Saturday, April 6, 2013

April 6 Link Round-Up

Last weekend was the American Atheist's 50th Anniversary Conference in Austin.  I wish I had gone!  I used to live in Austin, and I missed it a LOT this winter!  Some videos:

North Carolina wants to assert states' rights over the Establishment Clause 

Man who defrauded Christians receives sentence of 65 months in prison.  No word on his time in Purgatory.

Apparently Christians are easy marks for Ponzi schemes.  The Foundation for New Era Philanthropy scammed $135 million in the 1990s.  Members of an Atlanta megachurch and other churches (including Osteen's church) were fleeced to the tune of  $11 million.  "He quoted scriptures!"  Well then of course he was trustworthy!  the term for this is "Affinity Fraud."  Let us prey!

Nevada legislator receives death threats after admitting she had an abortion as a teen.   If you threaten to kill someone are you still "pro-life?"

The Psychiatric Treatment of the Fundamentalist Patient in Medscape Today accuses psychiatrists of not being understanding enough of the benefits of religious belief.

50 Ways to be a Loser in Life (Note that reading blogs isn't one of them)

Get into your wayback machine and check out Frank Zappa defending music against censorship:
http://www.youtube.com/watch?v=8ISil7IHzxc  He mentions incest in the Bible and says the biggest threat against the U.S. is movement toward a Fascist Theocracy in 1986.  The conservatives are heated up over Van Halen's "Hot for Teacher."  The conservative resorts to Hitler, predictably.

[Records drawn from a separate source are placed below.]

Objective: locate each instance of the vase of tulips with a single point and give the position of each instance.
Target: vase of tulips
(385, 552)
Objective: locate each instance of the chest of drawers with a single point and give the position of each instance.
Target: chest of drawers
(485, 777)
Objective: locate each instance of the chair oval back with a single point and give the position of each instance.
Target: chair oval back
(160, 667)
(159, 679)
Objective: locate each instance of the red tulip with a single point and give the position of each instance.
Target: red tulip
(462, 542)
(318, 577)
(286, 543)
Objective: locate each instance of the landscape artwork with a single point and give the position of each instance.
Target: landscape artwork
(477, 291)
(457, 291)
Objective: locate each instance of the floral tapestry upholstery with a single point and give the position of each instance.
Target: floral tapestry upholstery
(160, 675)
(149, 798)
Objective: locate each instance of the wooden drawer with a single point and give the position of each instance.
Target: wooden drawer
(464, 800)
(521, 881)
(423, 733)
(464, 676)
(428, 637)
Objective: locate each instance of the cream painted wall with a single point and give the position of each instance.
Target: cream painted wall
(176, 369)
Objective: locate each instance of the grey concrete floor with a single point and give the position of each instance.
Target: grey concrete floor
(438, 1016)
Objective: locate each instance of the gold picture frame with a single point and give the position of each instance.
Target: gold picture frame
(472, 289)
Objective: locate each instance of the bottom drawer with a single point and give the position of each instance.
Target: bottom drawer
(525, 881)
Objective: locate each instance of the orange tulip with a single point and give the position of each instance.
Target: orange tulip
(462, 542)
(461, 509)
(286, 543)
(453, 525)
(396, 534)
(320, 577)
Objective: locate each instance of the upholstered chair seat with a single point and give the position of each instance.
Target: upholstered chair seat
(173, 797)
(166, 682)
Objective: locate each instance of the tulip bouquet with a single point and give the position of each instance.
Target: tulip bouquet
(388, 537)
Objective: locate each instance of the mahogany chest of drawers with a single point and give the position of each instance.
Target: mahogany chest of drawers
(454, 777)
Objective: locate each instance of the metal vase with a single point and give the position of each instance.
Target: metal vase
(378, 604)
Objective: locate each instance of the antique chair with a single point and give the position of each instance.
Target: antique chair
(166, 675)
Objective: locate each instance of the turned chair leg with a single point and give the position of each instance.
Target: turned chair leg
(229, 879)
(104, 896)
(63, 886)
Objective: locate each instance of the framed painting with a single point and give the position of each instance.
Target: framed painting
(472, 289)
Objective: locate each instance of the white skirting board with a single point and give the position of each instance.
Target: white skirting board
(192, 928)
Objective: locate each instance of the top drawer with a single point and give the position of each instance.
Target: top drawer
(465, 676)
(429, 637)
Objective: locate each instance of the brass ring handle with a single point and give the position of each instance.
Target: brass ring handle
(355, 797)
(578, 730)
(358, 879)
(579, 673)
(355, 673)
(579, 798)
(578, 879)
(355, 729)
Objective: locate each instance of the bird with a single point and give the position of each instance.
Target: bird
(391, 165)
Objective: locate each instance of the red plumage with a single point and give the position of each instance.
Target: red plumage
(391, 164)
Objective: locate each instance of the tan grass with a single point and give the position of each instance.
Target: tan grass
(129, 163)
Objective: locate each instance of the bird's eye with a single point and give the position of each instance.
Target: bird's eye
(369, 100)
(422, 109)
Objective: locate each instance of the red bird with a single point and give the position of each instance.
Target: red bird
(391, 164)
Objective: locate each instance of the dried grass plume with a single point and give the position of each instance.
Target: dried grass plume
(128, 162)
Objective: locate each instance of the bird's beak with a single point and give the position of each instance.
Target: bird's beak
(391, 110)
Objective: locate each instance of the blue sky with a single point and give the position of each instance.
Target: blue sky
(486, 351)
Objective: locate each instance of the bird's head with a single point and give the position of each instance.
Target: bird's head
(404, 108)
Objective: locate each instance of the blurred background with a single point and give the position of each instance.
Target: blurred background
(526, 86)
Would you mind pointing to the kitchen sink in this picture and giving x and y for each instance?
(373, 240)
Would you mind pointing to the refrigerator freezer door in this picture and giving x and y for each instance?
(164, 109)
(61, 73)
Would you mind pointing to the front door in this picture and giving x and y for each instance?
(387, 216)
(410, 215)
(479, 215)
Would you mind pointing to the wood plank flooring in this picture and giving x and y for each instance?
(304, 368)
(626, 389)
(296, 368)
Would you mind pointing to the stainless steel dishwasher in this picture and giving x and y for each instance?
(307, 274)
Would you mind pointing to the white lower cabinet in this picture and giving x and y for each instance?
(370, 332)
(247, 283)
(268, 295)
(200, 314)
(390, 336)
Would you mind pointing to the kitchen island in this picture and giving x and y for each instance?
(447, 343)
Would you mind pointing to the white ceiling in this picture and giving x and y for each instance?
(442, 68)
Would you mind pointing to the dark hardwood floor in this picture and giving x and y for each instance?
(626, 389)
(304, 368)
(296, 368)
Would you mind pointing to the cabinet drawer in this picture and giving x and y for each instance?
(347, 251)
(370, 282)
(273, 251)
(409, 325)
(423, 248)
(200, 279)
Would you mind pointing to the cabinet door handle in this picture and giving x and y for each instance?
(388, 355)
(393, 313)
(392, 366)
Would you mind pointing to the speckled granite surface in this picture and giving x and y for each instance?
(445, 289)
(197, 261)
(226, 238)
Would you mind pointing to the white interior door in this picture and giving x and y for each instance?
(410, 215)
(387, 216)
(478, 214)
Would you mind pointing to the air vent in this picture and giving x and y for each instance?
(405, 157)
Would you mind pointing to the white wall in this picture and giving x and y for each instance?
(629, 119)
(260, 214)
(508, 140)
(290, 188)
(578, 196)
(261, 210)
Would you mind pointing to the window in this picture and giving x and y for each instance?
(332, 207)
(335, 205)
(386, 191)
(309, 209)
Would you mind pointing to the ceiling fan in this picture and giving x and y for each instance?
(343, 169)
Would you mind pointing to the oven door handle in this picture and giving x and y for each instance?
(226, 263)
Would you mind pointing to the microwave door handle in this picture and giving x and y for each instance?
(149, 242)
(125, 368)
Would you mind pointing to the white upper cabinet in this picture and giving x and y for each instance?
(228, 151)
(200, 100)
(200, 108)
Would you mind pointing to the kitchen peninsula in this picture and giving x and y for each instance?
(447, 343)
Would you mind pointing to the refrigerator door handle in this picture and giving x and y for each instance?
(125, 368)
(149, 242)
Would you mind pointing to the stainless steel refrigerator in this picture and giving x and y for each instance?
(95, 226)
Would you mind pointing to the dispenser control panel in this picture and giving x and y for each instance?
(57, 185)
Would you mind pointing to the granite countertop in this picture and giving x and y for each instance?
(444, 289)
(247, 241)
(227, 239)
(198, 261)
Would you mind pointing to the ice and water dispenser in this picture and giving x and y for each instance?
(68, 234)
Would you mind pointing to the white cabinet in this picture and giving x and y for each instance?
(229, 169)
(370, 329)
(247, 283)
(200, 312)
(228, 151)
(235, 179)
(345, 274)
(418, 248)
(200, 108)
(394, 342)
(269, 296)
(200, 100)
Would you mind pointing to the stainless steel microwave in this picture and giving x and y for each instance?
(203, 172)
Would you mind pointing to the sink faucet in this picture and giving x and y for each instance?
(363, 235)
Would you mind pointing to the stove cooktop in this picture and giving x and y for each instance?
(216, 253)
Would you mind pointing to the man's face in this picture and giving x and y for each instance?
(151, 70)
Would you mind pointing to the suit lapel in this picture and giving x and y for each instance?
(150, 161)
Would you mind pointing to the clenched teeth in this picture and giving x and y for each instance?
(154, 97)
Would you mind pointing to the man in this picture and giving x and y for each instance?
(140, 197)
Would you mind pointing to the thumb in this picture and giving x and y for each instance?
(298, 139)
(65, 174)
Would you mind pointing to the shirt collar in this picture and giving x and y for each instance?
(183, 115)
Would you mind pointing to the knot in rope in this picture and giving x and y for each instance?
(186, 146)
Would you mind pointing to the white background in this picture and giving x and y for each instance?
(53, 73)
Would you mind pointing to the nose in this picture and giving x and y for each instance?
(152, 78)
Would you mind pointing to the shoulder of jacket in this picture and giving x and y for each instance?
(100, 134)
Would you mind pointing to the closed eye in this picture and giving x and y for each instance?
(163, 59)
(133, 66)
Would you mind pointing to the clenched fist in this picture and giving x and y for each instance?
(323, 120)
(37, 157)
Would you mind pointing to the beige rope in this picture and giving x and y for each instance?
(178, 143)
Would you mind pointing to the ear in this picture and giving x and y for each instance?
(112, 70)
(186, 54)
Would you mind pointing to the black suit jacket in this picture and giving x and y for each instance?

And now for something completely different, your favorite Biblical characters do the "Harlem Shake"



The cast of "Jesus Christ Superstar" has way too much fun with "The Harlem Shake"



A Christian youth group jumped on the meme and they're finding out how sensitive their religion is now! 180 downvotes vs. 69 upvotes. Let's upvote the poor kids! They need encouragement.



Pentecostal Style!



2 comments:

Infidel753 said...

Apparently Christians are easy marks for Ponzi schemes.

I've read that Utah has one of the highest levels of run-of-the-mill fraud in the country. It's not that Mormons produce more con men than other people, it's that they're easy marks because they're too trusting of other Mormons. Countless of those celebrity preachers have made millions by exploiting the same principle. Priests in ancient Egypt were caught running scams to get money out of believers. It's probably been going on since religion was invented.

LadyAtheist said...

And in the case of Scientology, it was the reason *why* it was invented! I wonder if "clear" is a euphemism for broke.